Alkaline Phosphatases (ALP)

• ALP catalyzes the removal of phosphate groups from phosphate esters.
• Abundant in liver, bone, intestine and placenta.
• Elevated ALP levels can suggest bone or liver pathology

Acid Phosphatase (ACP)

• ACP hydrolyzes phosphate from phosphate esters at an acid pH.
• It's vital in diagnosing metastatic prostate cancers, since higher levels are associated with the presence and spread of such a cancer.

Lactate Dehydrogenase (LDH)

• LDH catalyzes the reversible interconversion of lactate and pyruvate.
• Found in most tissues, its elevated levels often indicate conditions like myocardial infarction or hemolytic anemia.
• Specific types of LDH, based on different subunit compositions, can be distinguished, thus contributing to the diagnostic value of assessing LDH serum levels.

Creatine Kinase (CK)

• CK catalyzes the transfer of phosphate to ADP from creatine phosphate, creating ATP.
• Abundant in heart and skeletal muscles, its raised levels often suggest conditions related to muscle damage.
• Different isoenzymes occur in different tissues (brain, heart, skeletal muscle) which aids in the diagnostic process, as the elevated levels are tissue specific.

Troponin T and Troponin I

• These regulatory proteins are involved in myocardial contractility.
• Their release into the plasma is a sensitive marker for cardiac damage, particularly myocardial infarction (MI).

Amylase and Lipase

• Amylase and Lipase, digestive enzymes, are often elevated in acute pancreatitis.

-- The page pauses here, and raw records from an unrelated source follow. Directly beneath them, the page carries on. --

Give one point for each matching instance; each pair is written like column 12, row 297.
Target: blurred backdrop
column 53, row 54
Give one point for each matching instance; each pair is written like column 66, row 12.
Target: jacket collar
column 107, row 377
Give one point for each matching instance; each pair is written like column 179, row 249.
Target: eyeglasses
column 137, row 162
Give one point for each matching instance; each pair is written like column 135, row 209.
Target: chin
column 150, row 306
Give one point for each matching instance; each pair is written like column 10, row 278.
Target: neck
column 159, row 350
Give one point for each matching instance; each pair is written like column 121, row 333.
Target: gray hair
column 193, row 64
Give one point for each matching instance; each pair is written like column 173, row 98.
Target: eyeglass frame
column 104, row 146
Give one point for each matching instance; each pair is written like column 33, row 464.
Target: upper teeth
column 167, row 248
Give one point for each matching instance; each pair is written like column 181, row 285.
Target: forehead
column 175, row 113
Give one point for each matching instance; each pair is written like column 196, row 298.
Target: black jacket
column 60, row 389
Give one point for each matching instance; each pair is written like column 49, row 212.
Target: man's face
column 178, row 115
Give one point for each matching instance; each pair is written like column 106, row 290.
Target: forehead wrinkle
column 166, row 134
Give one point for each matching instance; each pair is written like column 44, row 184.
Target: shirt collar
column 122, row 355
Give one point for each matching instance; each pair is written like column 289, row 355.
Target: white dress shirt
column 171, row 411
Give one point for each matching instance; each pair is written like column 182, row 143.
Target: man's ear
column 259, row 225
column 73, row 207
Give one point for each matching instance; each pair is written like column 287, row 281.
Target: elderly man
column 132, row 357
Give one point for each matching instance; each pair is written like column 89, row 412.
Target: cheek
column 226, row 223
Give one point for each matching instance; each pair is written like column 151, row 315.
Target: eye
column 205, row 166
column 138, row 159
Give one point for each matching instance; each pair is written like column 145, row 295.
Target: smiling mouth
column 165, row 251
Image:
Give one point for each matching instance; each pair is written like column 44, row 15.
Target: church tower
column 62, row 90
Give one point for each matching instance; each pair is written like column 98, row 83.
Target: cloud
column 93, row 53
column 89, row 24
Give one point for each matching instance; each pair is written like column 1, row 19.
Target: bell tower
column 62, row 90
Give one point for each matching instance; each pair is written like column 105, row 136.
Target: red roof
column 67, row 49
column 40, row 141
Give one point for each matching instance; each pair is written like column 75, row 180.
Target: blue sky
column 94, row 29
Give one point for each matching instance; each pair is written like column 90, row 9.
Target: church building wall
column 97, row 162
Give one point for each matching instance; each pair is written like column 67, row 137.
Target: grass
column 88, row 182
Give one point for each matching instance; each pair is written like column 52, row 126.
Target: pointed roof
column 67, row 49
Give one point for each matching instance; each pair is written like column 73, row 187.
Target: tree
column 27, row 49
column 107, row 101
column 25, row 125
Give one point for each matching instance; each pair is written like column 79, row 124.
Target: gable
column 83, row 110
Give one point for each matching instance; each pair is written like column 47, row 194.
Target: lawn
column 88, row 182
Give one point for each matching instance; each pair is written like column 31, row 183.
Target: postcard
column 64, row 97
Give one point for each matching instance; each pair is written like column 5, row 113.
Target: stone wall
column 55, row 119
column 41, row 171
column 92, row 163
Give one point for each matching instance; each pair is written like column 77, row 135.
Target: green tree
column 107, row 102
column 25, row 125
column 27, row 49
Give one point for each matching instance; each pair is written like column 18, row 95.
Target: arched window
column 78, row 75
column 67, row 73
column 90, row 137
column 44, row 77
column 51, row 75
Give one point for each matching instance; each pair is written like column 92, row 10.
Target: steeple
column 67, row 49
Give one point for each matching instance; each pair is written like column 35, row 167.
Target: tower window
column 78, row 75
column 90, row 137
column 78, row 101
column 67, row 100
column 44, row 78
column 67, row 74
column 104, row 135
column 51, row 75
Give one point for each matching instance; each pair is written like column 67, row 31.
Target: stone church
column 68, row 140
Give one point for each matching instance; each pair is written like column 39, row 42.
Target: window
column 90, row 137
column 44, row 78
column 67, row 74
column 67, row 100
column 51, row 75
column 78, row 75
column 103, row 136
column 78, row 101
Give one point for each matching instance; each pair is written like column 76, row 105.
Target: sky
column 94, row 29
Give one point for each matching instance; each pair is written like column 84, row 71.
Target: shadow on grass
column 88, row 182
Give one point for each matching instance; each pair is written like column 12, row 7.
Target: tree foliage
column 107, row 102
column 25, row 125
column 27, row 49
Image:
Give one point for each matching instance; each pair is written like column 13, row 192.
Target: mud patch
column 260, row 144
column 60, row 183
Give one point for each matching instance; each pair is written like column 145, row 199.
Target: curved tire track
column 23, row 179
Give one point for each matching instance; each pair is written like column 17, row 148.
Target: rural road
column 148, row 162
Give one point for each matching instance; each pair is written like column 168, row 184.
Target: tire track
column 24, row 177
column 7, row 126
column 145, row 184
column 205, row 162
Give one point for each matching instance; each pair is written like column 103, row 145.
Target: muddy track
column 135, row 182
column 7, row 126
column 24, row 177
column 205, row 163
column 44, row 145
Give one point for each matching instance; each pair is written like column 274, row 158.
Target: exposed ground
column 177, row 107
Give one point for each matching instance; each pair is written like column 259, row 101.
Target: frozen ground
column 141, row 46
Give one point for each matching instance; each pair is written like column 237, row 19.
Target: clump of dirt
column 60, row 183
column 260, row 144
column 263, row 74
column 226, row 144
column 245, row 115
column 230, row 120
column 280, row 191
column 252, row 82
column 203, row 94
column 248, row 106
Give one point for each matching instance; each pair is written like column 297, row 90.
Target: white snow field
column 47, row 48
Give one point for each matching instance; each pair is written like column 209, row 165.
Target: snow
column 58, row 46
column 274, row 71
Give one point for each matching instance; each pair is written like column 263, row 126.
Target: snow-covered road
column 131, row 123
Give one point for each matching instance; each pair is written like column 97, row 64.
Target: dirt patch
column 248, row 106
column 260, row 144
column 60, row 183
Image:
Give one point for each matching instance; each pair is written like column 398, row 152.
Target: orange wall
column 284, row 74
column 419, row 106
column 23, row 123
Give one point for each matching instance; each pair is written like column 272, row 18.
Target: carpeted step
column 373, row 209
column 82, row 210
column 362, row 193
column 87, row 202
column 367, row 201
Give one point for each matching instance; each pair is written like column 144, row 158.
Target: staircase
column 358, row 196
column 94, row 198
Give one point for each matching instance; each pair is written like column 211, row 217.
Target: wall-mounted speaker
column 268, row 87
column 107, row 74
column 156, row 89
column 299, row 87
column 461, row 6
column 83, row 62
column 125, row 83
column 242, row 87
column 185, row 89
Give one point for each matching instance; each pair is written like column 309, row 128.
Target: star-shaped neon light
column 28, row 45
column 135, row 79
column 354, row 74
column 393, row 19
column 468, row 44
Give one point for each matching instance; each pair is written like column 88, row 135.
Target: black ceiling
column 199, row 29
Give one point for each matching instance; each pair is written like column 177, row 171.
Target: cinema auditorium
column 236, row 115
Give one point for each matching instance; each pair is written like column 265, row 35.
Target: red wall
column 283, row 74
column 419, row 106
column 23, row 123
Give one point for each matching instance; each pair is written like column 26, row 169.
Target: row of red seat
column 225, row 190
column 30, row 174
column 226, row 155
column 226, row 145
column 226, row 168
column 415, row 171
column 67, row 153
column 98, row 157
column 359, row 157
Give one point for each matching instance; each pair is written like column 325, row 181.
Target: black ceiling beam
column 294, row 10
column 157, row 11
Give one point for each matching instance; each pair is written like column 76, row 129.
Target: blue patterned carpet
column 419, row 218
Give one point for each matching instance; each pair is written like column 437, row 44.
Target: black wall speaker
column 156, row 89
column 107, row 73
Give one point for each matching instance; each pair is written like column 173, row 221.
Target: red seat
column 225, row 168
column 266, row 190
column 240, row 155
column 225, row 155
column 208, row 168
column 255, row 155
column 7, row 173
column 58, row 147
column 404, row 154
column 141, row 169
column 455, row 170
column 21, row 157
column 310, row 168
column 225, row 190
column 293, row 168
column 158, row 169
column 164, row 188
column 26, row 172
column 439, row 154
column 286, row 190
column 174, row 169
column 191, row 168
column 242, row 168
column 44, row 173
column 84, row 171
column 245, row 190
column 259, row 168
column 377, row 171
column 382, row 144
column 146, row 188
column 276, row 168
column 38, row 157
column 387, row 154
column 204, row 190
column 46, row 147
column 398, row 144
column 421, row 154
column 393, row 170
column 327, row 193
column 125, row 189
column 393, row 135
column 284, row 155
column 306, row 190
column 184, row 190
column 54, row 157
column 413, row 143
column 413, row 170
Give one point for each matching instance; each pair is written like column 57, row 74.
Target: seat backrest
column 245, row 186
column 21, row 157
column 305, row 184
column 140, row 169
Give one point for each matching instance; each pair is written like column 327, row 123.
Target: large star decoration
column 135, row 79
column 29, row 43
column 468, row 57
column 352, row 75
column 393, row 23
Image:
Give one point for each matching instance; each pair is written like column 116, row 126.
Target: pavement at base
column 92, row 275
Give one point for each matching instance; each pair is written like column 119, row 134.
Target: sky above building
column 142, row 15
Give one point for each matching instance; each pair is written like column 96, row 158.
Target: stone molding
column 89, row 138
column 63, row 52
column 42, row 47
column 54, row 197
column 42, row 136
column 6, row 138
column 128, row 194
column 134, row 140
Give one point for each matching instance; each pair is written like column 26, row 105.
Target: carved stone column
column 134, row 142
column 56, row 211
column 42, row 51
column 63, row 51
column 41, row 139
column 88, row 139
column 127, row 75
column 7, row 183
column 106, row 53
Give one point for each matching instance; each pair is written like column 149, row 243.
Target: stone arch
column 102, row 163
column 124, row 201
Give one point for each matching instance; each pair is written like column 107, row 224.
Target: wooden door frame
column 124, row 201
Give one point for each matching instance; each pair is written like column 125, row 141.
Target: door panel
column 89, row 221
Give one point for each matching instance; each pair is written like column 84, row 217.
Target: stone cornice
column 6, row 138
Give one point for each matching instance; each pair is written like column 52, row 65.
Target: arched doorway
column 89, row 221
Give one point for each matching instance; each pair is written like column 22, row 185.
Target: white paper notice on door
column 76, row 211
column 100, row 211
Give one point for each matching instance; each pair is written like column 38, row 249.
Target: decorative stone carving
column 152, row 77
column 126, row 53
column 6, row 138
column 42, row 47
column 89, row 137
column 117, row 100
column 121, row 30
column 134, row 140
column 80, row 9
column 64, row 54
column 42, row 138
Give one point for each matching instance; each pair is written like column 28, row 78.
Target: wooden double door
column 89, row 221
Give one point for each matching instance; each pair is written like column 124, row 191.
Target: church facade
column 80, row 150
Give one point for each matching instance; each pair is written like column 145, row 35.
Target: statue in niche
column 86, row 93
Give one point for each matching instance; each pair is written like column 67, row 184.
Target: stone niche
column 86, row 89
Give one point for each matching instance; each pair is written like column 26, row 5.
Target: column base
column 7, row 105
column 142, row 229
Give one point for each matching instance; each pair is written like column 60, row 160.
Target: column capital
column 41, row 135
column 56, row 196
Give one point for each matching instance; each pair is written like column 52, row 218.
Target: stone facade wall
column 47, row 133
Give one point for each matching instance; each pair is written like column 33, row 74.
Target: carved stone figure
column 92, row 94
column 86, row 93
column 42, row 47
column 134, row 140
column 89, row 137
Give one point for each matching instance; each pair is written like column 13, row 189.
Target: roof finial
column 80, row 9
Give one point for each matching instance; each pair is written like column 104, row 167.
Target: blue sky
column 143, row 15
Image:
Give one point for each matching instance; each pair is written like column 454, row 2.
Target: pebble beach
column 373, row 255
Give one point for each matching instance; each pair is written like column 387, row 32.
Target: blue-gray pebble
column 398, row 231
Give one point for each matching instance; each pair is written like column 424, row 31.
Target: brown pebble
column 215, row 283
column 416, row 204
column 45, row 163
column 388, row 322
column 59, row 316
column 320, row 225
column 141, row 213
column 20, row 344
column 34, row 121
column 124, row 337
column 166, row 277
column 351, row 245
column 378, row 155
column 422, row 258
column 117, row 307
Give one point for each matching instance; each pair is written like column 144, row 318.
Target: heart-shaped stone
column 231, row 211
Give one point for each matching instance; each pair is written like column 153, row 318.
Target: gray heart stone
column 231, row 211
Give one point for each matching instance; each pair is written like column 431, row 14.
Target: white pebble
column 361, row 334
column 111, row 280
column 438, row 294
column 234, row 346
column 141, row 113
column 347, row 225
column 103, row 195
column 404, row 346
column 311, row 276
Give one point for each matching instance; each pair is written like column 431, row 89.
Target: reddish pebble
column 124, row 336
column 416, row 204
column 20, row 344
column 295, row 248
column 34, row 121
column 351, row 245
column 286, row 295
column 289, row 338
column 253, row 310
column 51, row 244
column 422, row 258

Enzymes as Therapeutic Agents

• Enzymes are used in disease management via various pathways, including dissolving clots (streptokinase & urokinase), treating cancer (asparaginase), improving digestion (pepsin and trypsin), and managing conditions like emphysema (alpha-1-antitrypsin).

Other Useful Enzymes (in Therapy)

• Collagenase breaks down collagen, used in burns.
• Lysozyme, an antibacterial enzyme in tears, is used for eye infections.
• Penicillinase degrades penicillin and helpful for allergic patients.